The actual exception is thrown on the network transport level (java.net.PlainDatagramSocketImpl.send), so it most likely has nothing to do with the Homekit binding and seems to be caused by a temporary flaw of the network or network interface. However, the exception is caught by the reponder, which in turn requests the jmdns service to cancel.
From that point of time, the openHAB hap-service can no longer be discovered in the network. Typically, you can still access you accessories from the home app for a certain time, as the clients have cached their connection information to the bridge. Only after this information expires, they cannnot discover the service any more.

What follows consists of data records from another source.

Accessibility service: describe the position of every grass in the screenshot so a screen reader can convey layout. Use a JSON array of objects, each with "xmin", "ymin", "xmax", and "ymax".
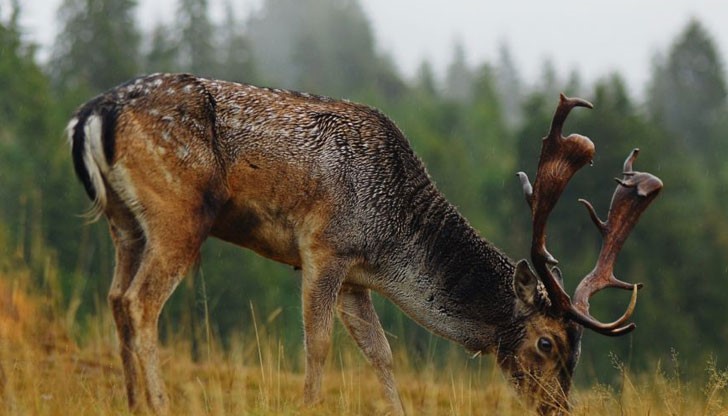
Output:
[{"xmin": 1, "ymin": 270, "xmax": 728, "ymax": 415}]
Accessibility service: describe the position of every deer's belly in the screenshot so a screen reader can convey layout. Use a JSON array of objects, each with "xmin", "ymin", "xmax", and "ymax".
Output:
[{"xmin": 210, "ymin": 202, "xmax": 302, "ymax": 268}]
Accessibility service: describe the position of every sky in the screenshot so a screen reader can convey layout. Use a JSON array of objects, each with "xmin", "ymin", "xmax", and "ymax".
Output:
[{"xmin": 13, "ymin": 0, "xmax": 728, "ymax": 97}]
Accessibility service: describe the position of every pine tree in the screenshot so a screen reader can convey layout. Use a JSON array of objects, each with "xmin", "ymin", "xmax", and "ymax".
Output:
[
  {"xmin": 176, "ymin": 0, "xmax": 216, "ymax": 76},
  {"xmin": 145, "ymin": 22, "xmax": 178, "ymax": 74},
  {"xmin": 648, "ymin": 19, "xmax": 727, "ymax": 150},
  {"xmin": 443, "ymin": 42, "xmax": 474, "ymax": 102},
  {"xmin": 214, "ymin": 1, "xmax": 257, "ymax": 83},
  {"xmin": 51, "ymin": 0, "xmax": 141, "ymax": 93},
  {"xmin": 247, "ymin": 0, "xmax": 396, "ymax": 97}
]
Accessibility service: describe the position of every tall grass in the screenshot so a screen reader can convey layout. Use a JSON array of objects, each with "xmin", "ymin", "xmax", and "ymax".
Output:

Other jmdns modules than the responder handle such network transport level exceptions more tolerantly. I have examples where, after a similar exception, the module catching the exception requests jmdns to recover the service, and everything is fine afterwards.
So my next step will be to test the modified responder, where exceptions also should lead to a service recovery.